Among the locally-manufactured aerospace products for export include fan cowl, fan casing, thrust reverser, forward leading edge, aircraft doors, avionics equipment and carbon brakes.
The subsector contributed RM6.97 billion or 48% of Malaysia’s total aerospace industry revenue last year, while MRO segment makes 46% of the overall contribution, generating RM6.68 billion.
In total, the industry generated RM14.4 billion in 2018, up 6.7% from RM13.5 billion compared to the year before, with 11 aerospace projects worth RM816.3 million approved last year, 41% of which came from overseas.
Darell said MyAero’19 platform is also expected to address talent gaps in the aerospace industry, which is still the main challenge for the fast-growing sector.
He said the NAICO, the Ministry of Human Resources and Department of Skills Development are expected to conduct a study on aerospace’s Technical and Vocational Education and Training supply and demand.
The result of the study will determine specific skills development programmes that are urgently required by the industry.
“We indeed need more talented and skilled workers. Among the efforts is to upgrade the relevant courses (from diploma to degree) in universities and ensure graduates are market-ready,” Darell said.
Apart from traditional market segments, he said Malaysia is also exploring opportunities in the New Space Economy or Space 4.0 — where space technology will enhance the quality of life in the country.
“There will be some activities with regards to space technology that we aim to develop in Langkawi.
“It includes a mission control centre, spaceport and high altitude lighter than air office that is similar to a Zeppelin balloon, which is expected to be used for 4G or 5G telecommunications and so on,” he added.
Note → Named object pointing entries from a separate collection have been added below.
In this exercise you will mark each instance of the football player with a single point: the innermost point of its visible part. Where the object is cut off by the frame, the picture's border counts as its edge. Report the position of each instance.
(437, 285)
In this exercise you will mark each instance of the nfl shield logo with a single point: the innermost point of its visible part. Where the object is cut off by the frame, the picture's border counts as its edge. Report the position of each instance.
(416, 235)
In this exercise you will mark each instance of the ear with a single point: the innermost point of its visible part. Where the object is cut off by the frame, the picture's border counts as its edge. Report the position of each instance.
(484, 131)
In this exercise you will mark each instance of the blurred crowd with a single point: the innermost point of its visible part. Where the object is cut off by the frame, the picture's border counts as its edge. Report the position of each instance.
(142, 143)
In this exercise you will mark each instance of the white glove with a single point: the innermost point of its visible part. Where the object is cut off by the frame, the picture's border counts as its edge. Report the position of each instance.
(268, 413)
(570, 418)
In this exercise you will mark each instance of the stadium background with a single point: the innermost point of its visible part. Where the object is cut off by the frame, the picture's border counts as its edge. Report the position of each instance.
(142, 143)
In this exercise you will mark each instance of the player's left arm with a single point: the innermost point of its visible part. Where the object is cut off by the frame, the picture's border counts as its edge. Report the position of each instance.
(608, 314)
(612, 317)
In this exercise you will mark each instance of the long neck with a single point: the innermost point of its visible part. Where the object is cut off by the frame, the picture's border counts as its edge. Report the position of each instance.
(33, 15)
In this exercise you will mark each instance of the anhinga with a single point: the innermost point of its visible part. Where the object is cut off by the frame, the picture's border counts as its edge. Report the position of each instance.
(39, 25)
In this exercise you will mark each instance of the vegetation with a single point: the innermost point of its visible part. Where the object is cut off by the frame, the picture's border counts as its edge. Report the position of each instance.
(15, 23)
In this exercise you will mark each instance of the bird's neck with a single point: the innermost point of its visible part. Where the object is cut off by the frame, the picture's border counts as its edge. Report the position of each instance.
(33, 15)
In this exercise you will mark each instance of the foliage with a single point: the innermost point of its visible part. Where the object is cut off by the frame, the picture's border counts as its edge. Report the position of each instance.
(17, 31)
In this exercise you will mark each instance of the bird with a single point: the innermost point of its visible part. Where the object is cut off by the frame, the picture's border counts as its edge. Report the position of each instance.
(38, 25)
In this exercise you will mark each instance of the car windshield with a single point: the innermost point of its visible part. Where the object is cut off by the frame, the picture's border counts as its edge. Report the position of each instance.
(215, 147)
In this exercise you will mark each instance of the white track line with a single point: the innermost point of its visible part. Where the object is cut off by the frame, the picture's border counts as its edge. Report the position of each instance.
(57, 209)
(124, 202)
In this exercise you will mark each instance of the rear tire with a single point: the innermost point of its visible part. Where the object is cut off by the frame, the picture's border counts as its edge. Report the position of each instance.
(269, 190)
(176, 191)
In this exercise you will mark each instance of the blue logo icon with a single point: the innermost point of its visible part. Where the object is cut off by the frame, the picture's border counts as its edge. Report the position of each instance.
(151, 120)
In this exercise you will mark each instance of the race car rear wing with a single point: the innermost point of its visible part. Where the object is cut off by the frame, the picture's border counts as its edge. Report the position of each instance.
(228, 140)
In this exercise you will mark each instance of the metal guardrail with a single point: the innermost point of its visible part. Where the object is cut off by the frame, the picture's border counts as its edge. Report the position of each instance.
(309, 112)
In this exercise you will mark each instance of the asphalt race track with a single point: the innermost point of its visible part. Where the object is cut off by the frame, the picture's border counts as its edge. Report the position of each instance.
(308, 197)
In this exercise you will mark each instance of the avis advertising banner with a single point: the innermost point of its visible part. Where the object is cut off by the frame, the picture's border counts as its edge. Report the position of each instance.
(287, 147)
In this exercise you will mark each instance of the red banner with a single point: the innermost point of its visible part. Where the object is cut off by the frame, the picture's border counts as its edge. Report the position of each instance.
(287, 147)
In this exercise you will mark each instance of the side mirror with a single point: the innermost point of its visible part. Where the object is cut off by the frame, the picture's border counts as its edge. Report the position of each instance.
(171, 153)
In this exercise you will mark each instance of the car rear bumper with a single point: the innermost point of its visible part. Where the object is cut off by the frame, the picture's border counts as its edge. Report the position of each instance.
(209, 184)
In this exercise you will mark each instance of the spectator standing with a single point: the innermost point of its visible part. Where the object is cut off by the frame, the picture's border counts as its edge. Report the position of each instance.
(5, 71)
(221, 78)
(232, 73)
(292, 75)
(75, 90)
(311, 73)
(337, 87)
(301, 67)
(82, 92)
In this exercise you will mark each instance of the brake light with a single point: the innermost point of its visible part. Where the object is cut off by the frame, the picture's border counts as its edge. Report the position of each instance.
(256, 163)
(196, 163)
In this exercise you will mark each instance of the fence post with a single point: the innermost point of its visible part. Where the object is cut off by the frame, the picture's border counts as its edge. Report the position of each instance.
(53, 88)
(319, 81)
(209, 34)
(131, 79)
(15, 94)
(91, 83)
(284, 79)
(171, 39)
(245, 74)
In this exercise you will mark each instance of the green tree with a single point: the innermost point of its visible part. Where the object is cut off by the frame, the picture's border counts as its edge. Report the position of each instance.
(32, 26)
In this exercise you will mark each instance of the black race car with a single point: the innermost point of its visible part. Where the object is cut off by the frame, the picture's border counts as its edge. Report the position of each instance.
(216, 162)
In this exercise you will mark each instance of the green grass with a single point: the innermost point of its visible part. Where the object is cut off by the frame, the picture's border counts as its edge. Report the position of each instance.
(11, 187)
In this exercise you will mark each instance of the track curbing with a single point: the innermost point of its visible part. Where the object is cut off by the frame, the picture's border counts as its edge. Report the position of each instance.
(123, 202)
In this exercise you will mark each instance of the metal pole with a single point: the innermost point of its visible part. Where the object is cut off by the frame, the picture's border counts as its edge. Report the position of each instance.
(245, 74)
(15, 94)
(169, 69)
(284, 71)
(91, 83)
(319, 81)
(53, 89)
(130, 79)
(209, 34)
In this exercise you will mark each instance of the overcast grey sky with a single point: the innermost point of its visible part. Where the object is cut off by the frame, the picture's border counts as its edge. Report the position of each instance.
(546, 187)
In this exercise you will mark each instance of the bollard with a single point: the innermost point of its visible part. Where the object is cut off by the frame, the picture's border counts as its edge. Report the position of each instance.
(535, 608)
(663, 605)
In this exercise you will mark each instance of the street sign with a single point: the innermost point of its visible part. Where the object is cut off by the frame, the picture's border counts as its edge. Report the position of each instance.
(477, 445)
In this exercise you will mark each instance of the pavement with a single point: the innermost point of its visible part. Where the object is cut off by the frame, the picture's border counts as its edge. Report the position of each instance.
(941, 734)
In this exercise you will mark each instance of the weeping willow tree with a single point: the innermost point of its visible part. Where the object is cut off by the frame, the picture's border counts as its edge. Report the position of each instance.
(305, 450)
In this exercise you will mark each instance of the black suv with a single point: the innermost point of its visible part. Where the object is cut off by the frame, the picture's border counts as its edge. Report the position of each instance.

Darell said the Space 4.0 element the ministry wants to embark on, will be managed based on an investment ecosystem development, human capital and export.
“We expect some RM2 billion worth of new projects to be initiated over the next five years, excluding projects that have been approved by Malaysian Investment Development Authority. However, discussions and negotiations are still ongoing,” he said.